To put this in perspective, not doing tri-linear filtering on mipmaps is a lot worse.
2) What are potential solutions?
Support Centroid Sampling
Use Pixel Shaders to Clamp Texture Coordinates
Centroid sampling doesn't have the problem that center sampling does in multi-sample antil-aliasing. ATI has supported this form of anti-aliasing for the 9000 series. The tricky part is enabling this when DirectX doesn't easily expose this.
There's a different trick you can use with hardware, such as NVIDIA's, that doesn't support centroid sampling.
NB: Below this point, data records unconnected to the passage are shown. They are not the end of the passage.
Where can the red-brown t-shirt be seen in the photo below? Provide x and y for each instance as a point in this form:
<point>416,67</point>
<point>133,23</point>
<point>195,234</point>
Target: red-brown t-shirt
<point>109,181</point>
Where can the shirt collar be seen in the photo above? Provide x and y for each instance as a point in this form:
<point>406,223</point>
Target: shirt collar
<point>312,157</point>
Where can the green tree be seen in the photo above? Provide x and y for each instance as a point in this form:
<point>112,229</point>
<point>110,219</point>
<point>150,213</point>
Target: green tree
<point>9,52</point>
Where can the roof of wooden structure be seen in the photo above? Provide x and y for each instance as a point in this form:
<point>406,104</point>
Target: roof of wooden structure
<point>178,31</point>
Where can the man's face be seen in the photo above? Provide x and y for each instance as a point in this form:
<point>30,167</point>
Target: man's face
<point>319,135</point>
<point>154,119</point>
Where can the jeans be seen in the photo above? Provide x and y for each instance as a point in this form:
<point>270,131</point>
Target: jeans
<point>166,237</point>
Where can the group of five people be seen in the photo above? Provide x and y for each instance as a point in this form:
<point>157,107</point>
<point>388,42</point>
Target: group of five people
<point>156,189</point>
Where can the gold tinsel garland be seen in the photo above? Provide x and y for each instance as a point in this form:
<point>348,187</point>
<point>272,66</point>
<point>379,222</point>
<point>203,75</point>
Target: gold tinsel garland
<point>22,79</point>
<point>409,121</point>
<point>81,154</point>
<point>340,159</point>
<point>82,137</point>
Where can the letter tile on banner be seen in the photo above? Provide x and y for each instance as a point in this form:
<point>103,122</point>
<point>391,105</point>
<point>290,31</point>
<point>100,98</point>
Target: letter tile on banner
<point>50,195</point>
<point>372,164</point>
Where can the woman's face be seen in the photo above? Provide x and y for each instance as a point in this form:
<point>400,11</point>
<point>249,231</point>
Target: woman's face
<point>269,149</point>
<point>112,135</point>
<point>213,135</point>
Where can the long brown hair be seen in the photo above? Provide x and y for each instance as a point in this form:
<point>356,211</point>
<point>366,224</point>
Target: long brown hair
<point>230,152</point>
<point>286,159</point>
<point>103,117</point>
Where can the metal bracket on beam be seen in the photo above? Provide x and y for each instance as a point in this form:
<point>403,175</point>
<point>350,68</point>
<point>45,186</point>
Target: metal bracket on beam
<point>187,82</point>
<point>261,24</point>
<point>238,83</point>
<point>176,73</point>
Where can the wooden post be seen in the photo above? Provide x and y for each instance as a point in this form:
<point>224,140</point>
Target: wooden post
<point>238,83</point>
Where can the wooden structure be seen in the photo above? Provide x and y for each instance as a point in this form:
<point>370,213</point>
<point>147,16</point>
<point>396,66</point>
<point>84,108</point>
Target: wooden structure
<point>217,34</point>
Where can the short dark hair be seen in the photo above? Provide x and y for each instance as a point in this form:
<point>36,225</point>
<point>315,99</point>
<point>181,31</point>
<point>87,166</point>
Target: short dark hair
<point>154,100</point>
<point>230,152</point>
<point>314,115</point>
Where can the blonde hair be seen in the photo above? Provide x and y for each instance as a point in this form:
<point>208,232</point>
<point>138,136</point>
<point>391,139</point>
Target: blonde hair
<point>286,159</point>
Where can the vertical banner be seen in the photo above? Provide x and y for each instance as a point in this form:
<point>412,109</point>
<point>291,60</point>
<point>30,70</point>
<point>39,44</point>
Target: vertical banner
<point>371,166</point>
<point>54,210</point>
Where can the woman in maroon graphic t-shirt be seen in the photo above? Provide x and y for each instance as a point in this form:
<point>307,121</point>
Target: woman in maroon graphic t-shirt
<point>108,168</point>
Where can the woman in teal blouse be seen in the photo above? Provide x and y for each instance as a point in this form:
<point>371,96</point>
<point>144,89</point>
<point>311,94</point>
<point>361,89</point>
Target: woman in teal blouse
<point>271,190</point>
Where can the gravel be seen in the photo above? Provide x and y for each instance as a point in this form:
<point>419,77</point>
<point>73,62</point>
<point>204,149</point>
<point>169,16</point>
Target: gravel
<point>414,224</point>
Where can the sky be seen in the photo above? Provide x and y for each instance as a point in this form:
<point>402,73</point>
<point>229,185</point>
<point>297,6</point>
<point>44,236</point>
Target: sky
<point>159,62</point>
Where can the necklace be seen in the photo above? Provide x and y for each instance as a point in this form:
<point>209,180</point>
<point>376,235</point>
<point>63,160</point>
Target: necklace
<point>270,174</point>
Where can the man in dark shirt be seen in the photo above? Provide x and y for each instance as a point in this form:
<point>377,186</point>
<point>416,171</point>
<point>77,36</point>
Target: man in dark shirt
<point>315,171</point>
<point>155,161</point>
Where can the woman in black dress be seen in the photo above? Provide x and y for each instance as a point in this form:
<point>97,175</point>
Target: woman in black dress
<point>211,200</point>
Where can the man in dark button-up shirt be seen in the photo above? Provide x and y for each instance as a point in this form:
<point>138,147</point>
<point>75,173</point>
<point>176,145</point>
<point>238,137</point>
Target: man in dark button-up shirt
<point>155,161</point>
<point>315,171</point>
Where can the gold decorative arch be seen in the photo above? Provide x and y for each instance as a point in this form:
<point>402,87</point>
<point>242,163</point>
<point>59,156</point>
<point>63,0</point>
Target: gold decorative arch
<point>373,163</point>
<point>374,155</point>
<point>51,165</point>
Basically you trade off some pixel shader bandwidth to clamp the texture coordinates so that you don't sample texels outside of that polygon's lightmap sub-rect.
Between these two approaches, multi-sample anti-aliasing artifacts should be a non-issue for any DX9-level hardware running Pixel Shader 2.0.
3) How will this look?
We'll release one of the demo movies with the anti-aliasing artifacts in and one with the anti-aliasing changes."
You can find the whole post here:
http://www.halflife2.net/forums/showthread
Sorry, but in response to all of you complaining about being "unable to play without FSAA" - am I the only one who is looking forward to HL2 for the gameplay? i thought the original HL was awesome because the gameplay rocked - the weapons were great, the enemies were cool, and the environment was excellent. I've been looking forward to someone creating similar work. (and, no, I haven't played Halo, Deus Ex, or whatever the other one is that people typically cite for these qualities, so I can't say that it hasn't already been done)
Y'know, I thought of that article when I made the comment ... But I couldn't summon the energy to consider whether I was using the word correctly.
...
Well. Someone posts on slashdot that people buy console games "because the work" just after slashdot runs an article saying that many console games these days _don't_ work correctly. It's not too far off the definition the Guardian gives..
What adjective would you prefer?
Repton.
They say that only an experienced wizard can do the tengu shuffle.